Virou-se e viu Xu Wanqing sentada ao seu lado, tão viva e real diante de seus olhos, e não mais aquela mulher pálida e moribunda do sonho. Lágrimas voltaram a escorrer, incontroláveis.
“Ai! Chorando de novo? O que houve hoje? Pare de chorar, vão acabar rindo de você!”, disse Xu Wanqing, meio divertida, enxugando-lhe as lágrimas.
Ruizhu chegou com a água, embebeu o pano e entregou a Xu Wanqing, que limpou o rosto de Yixuan.
“Parece que esta menina levou um grande susto”, comentou Zhao Shiqiu, preocupado, observando-a.
Yixuan evitou olhar para ele. Após Xu Wanqing terminar de limpá-la, sem se importar com o suor, atirou-se nos braços da mãe, murmurando: “Tive um pesadelo, mãe.”
“Que pesadelo foi esse, para assustar tanto nossa Yuanniang e até deixar Ruizhu apavorada?”, Xu Wanqing afagou-lhe as costas em sinal de conforto.
Yixuan balançou a cabeça, sussurrando: “De noite não se fala de sonhos, tenho medo.”
Xu Wanqing não insistiu, apenas continuou a acalmá-la com carinho: “A culpa é minha, sabia que você se assustou ao cair hoje, mas mesmo assim não fiquei com você. Errei, filha. Daqui a pouco vou deitar com você, assim não ficará mais com medo, está bem?”
Surpresa, Yixuan ergueu o olhar para a mãe, depois para Zhao Shiqiu. Vendo o ar preocupado de ambos, não recusou, segurou firme o braço de Xu Wanqing e assentiu com força: “Sim! Mãe, durma comigo!”
Xu Wanqing sorriu, divertida.
Zhao Shiqiu, vendo que Yixuan estava melhor, deu algumas recomendações e saiu do quarto.
Ruizhu trouxe mais água e limpou o corpo de Yixuan.
Yixuan arrastou-se para o lado da cama, batendo no espaço vazio, convidando: “Mãe, deite aqui!”
Xu Wanqing levantou o cobertor e deitou-se. Antes mesmo de se acomodar, Yixuan já se abraçava a ela, sem querer soltar.
Xu Wanqing, meio irritada, meio divertida, ralhou: “Menina danada! Que dívida tenho contigo, hein?”
Sentindo o calor real do abraço materno e o perfume suave que só a mãe tinha, o coração de Yixuan finalmente encontrou paz. Um sorriso satisfeito surgiu em seus lábios.

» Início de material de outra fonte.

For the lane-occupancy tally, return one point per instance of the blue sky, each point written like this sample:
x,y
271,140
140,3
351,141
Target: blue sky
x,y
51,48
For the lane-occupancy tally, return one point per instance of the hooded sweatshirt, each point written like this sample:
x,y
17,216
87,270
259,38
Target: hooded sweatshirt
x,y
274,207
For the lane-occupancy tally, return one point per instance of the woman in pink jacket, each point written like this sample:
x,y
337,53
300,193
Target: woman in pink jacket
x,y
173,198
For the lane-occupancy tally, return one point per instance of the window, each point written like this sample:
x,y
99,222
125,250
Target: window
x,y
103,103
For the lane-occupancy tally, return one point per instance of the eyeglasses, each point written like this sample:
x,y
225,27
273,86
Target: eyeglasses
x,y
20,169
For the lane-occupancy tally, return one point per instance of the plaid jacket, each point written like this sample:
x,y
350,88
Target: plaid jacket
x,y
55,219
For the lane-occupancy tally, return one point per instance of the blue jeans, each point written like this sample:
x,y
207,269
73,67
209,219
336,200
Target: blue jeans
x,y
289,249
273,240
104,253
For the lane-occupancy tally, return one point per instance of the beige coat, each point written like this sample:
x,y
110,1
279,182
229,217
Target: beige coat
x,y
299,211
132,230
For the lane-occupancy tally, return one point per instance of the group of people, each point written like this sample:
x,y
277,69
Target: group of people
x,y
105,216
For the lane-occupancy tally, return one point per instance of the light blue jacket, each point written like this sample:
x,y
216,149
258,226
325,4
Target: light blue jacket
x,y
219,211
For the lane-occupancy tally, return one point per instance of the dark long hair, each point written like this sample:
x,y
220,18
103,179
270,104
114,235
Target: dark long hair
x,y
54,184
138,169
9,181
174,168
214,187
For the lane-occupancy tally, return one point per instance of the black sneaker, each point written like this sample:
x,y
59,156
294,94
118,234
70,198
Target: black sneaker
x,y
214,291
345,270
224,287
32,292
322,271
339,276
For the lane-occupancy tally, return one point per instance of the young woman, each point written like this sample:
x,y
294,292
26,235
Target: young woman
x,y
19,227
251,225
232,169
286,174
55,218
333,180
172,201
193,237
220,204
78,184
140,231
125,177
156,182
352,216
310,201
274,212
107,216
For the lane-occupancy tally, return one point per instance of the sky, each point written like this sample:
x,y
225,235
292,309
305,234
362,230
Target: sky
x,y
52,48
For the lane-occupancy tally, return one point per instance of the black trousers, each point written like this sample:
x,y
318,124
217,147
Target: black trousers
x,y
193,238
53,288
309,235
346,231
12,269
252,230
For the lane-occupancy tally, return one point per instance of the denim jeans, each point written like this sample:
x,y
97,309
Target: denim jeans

Chegou-se ainda mais perto da mãe. Xu Wanqing virou-se de lado, abraçou toda a sua pequena figura, e enquanto lhe afagava as costas, sussurrava: “Durma, estarei aqui com você. Amanhã vamos ao Templo da Paz pedir um amuleto, e depois disso Yuanniang não terá mais medo de nada.”
O tom baixo da mãe embalou-a. Enterrou o rosto no peito quente da mãe, ouvindo as batidas do seu coração e sentindo seu cheiro, e adormeceu profundamente.